Bioengineers develop synthetic bed to nurture colonies of human embryonic stem cells

The most productive way scientists have devised to nurture colonies of human embryonic stem cells is to do so atop a bed of mouse cells. That may be fine for lab research, but it poses an unacceptable contamination risk for stem cells intended for transplant into human patients. In a new study, Brown University bioengineers have developed a synthetic bed that works about as well as the mouse cells, called fibroblasts, without any possibility of contamination.

"The gold standard for making the best stem cells would be starting with embryonic stem cells and growing them on a mouse embryonic fibroblast layer," said Diane Hoffman-Kim, associate professor of medical science and of engineering. "If we could understand the elements of that gold standard, then we could try to make an off-the-shelf product."

That potential product would be one that could advance stem cell therapies by taking mice out of the picture, said Hoffman-Kim, co-corresponding author with Eric Darling, also an associate professor of medical science and of engineering at Brown.

The researchers, led by Hoffman-Kim's former doctoral student Cristina Lopez-Fagundo, describe their advance in the journal Acta Biomaterialia.
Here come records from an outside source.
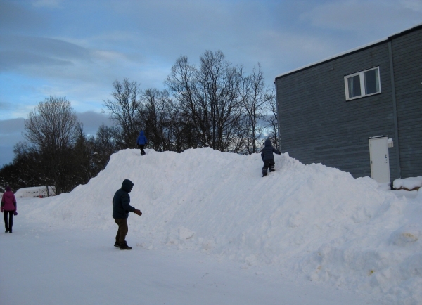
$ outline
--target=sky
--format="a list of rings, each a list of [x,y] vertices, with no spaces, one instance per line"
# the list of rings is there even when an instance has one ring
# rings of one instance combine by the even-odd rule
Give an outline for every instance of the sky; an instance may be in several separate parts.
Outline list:
[[[163,89],[182,55],[198,65],[221,50],[247,72],[260,63],[269,85],[421,22],[422,0],[0,0],[0,166],[22,140],[6,130],[50,96],[100,119],[114,81]]]
[[[262,177],[260,154],[146,151],[113,154],[68,193],[13,190],[1,304],[422,303],[422,188],[386,190],[287,152]],[[142,215],[129,214],[133,249],[121,251],[111,202],[126,179]]]

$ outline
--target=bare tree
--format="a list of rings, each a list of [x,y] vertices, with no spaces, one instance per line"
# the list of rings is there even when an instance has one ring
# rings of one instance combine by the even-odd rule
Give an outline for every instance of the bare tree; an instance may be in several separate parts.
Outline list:
[[[261,64],[258,69],[253,68],[252,72],[247,77],[242,77],[240,94],[245,110],[245,149],[247,153],[256,152],[260,147],[264,126],[262,124],[264,117],[264,110],[269,102],[264,75]]]
[[[279,117],[277,115],[277,100],[274,89],[268,88],[266,93],[267,111],[265,121],[268,123],[269,138],[272,140],[274,147],[280,148],[279,143]]]
[[[110,117],[117,127],[116,141],[120,149],[136,147],[136,136],[139,132],[139,85],[136,81],[124,79],[113,83],[113,99],[104,100]]]
[[[31,110],[25,122],[23,136],[39,154],[44,175],[53,181],[56,193],[71,190],[72,149],[79,123],[70,102],[50,96]]]
[[[198,69],[181,56],[172,67],[166,84],[178,101],[181,115],[194,129],[192,146],[232,150],[241,128],[241,100],[237,69],[221,51],[200,57]]]

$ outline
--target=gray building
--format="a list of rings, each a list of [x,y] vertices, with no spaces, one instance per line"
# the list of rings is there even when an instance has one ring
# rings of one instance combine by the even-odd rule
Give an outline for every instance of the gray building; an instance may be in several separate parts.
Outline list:
[[[381,183],[422,176],[422,25],[275,85],[282,152]]]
It turns out the key elements of the mouse fibroblasts that they learned to mimic were the stiffness of the cells and the bumpiness of the bed they formed.
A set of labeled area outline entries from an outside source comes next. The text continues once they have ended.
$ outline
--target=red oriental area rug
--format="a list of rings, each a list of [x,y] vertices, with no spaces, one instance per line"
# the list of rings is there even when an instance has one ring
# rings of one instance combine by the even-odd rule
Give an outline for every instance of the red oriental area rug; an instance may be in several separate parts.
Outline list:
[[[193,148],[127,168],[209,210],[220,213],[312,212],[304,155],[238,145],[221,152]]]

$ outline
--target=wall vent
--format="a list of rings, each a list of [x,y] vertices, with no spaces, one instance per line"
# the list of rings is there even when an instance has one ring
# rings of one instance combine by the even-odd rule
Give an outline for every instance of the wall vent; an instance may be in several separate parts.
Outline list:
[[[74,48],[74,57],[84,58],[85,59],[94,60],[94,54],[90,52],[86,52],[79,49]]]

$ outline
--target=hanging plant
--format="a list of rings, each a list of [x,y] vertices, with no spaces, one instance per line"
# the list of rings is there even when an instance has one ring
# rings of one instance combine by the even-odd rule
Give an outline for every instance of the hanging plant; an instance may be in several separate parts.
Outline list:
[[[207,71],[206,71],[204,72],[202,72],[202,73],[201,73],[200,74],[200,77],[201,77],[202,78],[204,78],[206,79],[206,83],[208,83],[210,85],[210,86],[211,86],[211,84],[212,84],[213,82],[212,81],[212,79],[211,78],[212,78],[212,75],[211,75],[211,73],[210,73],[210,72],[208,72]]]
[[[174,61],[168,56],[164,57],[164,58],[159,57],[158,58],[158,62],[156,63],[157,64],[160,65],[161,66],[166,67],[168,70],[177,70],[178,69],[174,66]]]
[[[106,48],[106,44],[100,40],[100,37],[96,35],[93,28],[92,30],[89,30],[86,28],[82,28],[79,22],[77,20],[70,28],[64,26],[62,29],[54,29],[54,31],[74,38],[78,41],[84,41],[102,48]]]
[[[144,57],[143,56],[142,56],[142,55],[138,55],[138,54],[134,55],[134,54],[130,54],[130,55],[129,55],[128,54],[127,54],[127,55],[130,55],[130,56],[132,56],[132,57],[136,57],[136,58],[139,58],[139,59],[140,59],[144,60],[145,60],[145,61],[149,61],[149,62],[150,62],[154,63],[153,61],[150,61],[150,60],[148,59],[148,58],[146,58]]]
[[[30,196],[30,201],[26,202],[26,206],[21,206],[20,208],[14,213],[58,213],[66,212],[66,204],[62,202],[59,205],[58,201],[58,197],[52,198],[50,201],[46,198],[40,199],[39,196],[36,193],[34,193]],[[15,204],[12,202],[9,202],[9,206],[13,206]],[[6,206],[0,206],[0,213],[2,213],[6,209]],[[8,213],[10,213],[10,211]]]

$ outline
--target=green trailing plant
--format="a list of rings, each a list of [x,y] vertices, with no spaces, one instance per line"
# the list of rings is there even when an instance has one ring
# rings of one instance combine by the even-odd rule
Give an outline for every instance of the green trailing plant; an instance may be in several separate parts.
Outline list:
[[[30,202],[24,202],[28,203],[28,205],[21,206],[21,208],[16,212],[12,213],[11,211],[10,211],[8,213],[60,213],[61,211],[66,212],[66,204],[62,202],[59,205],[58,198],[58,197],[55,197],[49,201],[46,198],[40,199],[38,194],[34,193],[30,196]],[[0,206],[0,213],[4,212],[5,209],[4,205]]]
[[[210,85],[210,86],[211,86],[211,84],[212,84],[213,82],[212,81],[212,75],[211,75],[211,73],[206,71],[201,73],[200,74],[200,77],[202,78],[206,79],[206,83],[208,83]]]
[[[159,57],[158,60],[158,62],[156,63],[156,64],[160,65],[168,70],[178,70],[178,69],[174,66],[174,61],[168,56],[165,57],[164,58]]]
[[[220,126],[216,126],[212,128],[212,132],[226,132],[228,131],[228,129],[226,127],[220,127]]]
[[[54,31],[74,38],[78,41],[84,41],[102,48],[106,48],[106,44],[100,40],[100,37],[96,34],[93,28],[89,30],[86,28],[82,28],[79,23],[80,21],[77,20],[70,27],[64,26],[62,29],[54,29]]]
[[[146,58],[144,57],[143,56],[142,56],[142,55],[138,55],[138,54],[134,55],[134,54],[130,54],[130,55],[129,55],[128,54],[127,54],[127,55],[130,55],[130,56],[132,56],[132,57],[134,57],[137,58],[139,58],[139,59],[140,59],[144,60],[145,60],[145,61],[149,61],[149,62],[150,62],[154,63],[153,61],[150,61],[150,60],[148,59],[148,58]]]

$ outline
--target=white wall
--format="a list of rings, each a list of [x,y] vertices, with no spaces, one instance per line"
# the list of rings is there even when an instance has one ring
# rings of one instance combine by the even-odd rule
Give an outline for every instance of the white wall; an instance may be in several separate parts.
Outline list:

By spreading a specially made material over the fibroblasts, the scientists created a rubbery mold. When they then used that to create beds with similar properties to a real one, they saw that that they could nurture and sustain comparable -- though not identical -- colonies of embryonic mouse stem cells on them.

"This is not the gold standard, and we're not saying it is," Lopez-Fagundo said, "But it definitely makes up for the disadvantages of culturing with mouse embryonic fibroblasts."

Measuring the mimic

Experiments showed that the stem cell colonies nurtured on the synthetic beds were somewhat smaller in number at first but sometimes larger in area. By three weeks of culturing, both colony number and area were similar between the two. A third bed included as an experimental control, a surface with the optimal stiffness but no bumpiness, utterly failed to nurture the cells.
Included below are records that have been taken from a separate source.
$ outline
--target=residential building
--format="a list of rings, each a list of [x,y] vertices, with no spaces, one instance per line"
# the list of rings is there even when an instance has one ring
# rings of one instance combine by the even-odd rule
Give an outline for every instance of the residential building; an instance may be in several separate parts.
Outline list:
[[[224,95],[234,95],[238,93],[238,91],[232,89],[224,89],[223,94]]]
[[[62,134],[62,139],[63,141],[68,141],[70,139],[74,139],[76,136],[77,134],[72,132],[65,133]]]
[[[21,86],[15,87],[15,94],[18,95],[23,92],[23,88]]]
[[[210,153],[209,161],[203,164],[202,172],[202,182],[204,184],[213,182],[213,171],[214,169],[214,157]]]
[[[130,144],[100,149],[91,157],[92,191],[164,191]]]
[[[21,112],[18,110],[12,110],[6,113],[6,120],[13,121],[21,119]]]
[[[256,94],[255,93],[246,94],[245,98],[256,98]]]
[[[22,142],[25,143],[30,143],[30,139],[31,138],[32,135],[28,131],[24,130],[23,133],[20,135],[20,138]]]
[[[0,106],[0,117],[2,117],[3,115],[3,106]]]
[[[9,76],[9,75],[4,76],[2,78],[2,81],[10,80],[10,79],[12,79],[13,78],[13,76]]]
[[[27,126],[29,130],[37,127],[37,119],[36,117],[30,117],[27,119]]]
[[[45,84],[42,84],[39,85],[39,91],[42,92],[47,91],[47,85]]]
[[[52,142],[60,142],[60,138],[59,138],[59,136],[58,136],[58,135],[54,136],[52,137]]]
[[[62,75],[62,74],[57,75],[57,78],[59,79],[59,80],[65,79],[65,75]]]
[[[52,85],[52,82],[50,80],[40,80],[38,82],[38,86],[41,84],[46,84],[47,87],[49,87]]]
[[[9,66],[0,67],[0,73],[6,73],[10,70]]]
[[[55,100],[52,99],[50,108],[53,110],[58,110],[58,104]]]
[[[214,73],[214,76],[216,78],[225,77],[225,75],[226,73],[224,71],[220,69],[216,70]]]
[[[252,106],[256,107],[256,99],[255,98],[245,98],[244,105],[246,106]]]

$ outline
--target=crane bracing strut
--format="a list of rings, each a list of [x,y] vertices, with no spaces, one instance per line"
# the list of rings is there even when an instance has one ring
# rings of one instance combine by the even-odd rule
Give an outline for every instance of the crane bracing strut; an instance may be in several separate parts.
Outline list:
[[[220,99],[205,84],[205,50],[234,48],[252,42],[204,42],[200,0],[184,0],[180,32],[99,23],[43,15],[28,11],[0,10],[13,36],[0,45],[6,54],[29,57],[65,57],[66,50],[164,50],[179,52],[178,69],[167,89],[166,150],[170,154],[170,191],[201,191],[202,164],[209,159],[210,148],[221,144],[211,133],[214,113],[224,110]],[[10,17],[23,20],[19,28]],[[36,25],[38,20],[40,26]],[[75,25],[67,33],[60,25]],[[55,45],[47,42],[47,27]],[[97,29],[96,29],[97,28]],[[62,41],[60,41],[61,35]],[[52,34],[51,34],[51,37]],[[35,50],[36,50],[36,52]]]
The next set of experiments tested whether the mouse embryonic stem cell colonies reared on synthetic or gold-standard fibroblast beds would mature comparably well. The team was able to show that they could induce stem cells from either bed to differentiate into each of the three "germ layers," which are precursors to tissue: the endoderm, which becomes internal body structures such as the gastrointestinal tract; the mesoderm, which becomes many organ systems, including the heart; and the ectoderm, which becomes the nervous system.

More to come

Hoffman-Kim and Lopez-Fagundo acknowledge they have more work to do before their advance can become useful for increasing stem cell production for clinical use. They've begun to test the synthetic bed with non-embryonic human stem cells that have similar potential to become different tissues as embryonic ones. Demonstrating the technology with human cells is a crucial step.

They also want to answer a more fundamental question: What is it about the stiffness of fibroblasts and the bumpiness of the layer they form that is so important in nurturing stem cell colonies? To learn that would be to reveal at least one of the many unknowns of stem cell biology.

"Right now in the field we are still at a frontier in terms of culturing and using stem cells," Hoffman-Kim said. "It's not fully resolved yet."